According to the location of sampling points and the analysis of evaluation results, the water samples of type V water quality are mainly distributed north of the Gaojiabao coal mine, west of the Tingnan coal mine, and south of the Xiaozhuang coal mine. The analysis indicates that all three coal mines are large-scale, each with a production capacity of 5.00 Mt/a and high mining intensity. Field investigations reveal that all three water samples originate near the mining face. Strong disturbances to the Luohe Formation’s aquifer due to extensive pre-mining water exploration and drainage projects have led to sequential contamination of the aquifers. Other water samples are located in the Jinghe Wetland Reserve, Water Source Reserve, or far away from the current mining activity area. The disturbance caused by human factors such as mining activities to groundwater is relatively small, and all of them meet the potable water standards of grade III and above.

5. Conclusions

(1) The Cretaceous Luohe Formation aquifer is abundant in water with excellent quality. It is a crucial water source for industry, agriculture, and drinking water for residents in the mining area and its surroundings. Horizontally, the Luohe Formation’s thickness generally decreases from northwest to southeast. Vertically, it shows distinct segmentation due to alternating sedimentation of meandering and braided river phases.

(2) Among the groundwater chemical indicators, the pH value is relatively stable and typically weakly acidic.

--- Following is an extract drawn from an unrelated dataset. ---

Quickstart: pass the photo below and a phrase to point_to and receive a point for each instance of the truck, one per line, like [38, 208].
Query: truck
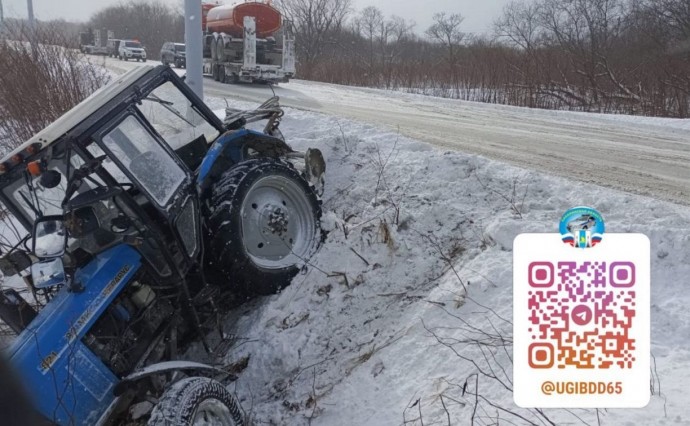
[95, 41]
[136, 220]
[248, 42]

The content levels of SO₄²⁻ and Cl⁻ vary significantly across different locations. The groundwater chemical type transitions from SO₄ • HCO₃ • Cl–Na, SO₄–Na, and SO₄ • Cl–Na types in the northern mining area to SO₄ • HCO₃ • Cl–Na • Ca, HCO₃ • SO₄–Na • Mg, and SO₄ • Cl–Na • Ca • Mg types in the south. The groundwater hydrochemical composition is influenced by multiple factors, including cation adsorption, carbonate and sulfate dissolution, and hydraulic exchange with the upper Huachi Formation groundwater.

(3) Significant differences exist in the groundwater quality evaluation results obtained by the Nemerow index and the fuzzy comprehensive evaluation method based on principal component analysis. The latter method provides more reasonable and reliable results. In the study area, 70% of groundwater samples meet Class III water standards or higher. Poor groundwater quality areas are mainly found to the north of Gaojiabao coal mine, the west of Tingnan coal mine, and the south of Xiaozhuang coal mine, where coal mining intensity is relatively high.